It’s happened to all of us. Being the kind, polite Canadians we’re supposed to be, we’ve greeted our acquaintances with an air of interest and general positivism. This conversation has happened to me so many times that I cannot bother to count. It goes a little something like this:

You: “Hi!”

Them: “Hi! How are you?”

You: “Good, you?”

Them:  (with a condescending smirk) “I’m well.”

Just like that, you’ve been bested by them. You instantly regret greeting someone who felt the need to flaunt their perfect English in your face. Sure, you might be an English major, but they had to take the opportunity to snidely point out they are smarter and more proper than you. This may be the subtlest form of an epidemic plaguing all of humanity. That epidemic? Grammar Fascism.

Grammar Fascists don’t have to be as subtle as those ones in my first example. There are those who need to point out everything: from when you say “Me and Jim” instead of “Jim and I” or even instead of “Jim and me.” Grammar Fascists ravage the confidence of those less obsessed than them or even those who simply couldn’t care less.
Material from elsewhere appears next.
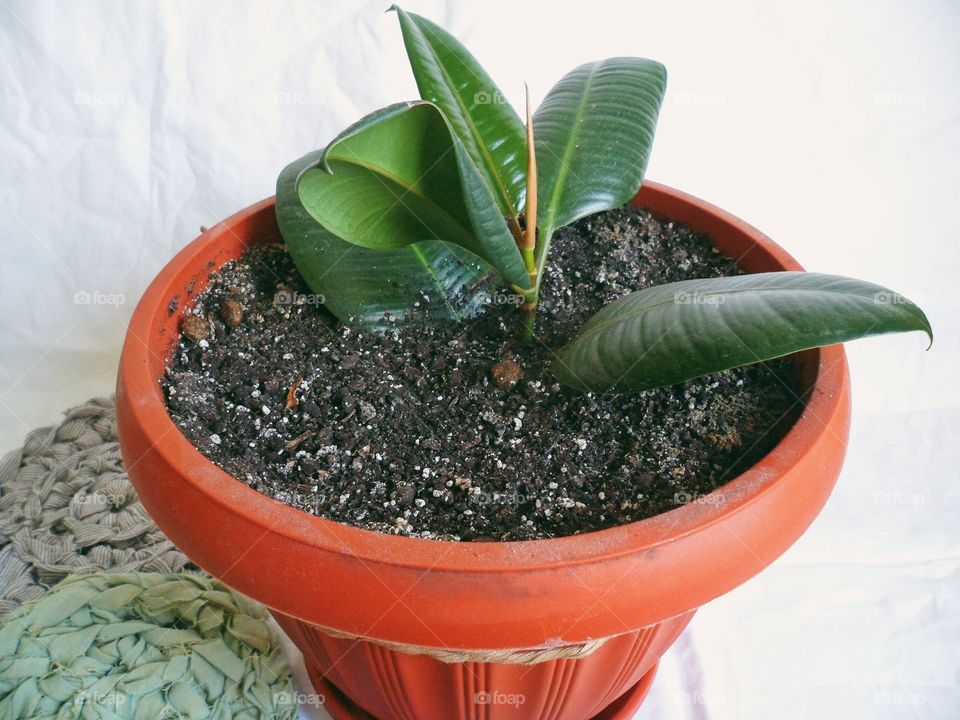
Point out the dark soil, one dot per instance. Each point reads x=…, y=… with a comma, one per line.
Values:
x=428, y=431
Some of them even know what the Oxford comma is.There is no worse feeling than having a perfectly civil conversation, only to have the person you’re talking to tell you that you saw zeh-brahs in Africa, not zebras.

I have a startling confession to make. I am a reformed Grammar Fascist. I spent a dark, harrowing year as the editor of my high school’s newspaper. During that year, I dashed the dreams of so many aspiring writers that I may have rid the world of the next Shakespeare and Hemingway unintentionally.

I was the worst Grammar Fascist you could imagine. If you used an ambiguous pronoun, I would tell you that every time you used one, a puppy would die. I used to roast people over spits for comma splices, condemn them to the fiery pits of Tartarus for changing tenses, and, worst of all, I used to say “zed” if anyone made reference to the letter “zee”. I think the low point of my Grammar Fascism had to be the time I sent in my own edit to an article in the Toronto Star. They had used a semicolon incorrectly.

You may wonder how my reform came about. It was quite simple, actually. My friends, a group of the most intimidatingly smart and talented people you could ever meet, laid things out for me. They remarked that though I could correct their grammar, they understood quantum physics or were acclaimed artists or singers and did not really need their intelligence mocked by someone whose greatest triumph was telling the vice principal that if the school invested in air conditioners, girls would stop wearing low-cut tops.

The truth is that, yes, if someone says “Me and Jon were walking in the park really quiet,” I could say “Jon and I were walking in the park really quietly,” but what’s the point? Is grammar even going to last? I hear people actually saying “brb” and “ttyl” in conversation nowadays. How long until today’s language becomes Shakesperian?

I will end with a message to Grammar Fascists everywhere: You may know the rules of comma use, how to properly utilize a semicolon, which sentences are run-on, how to improve syntax, what the heck syntax even means, and even how to properly spell manoeuvre. But guess what? Nobody cares. If I need grammar advice I’ll turn to my copy of The Elements of Style.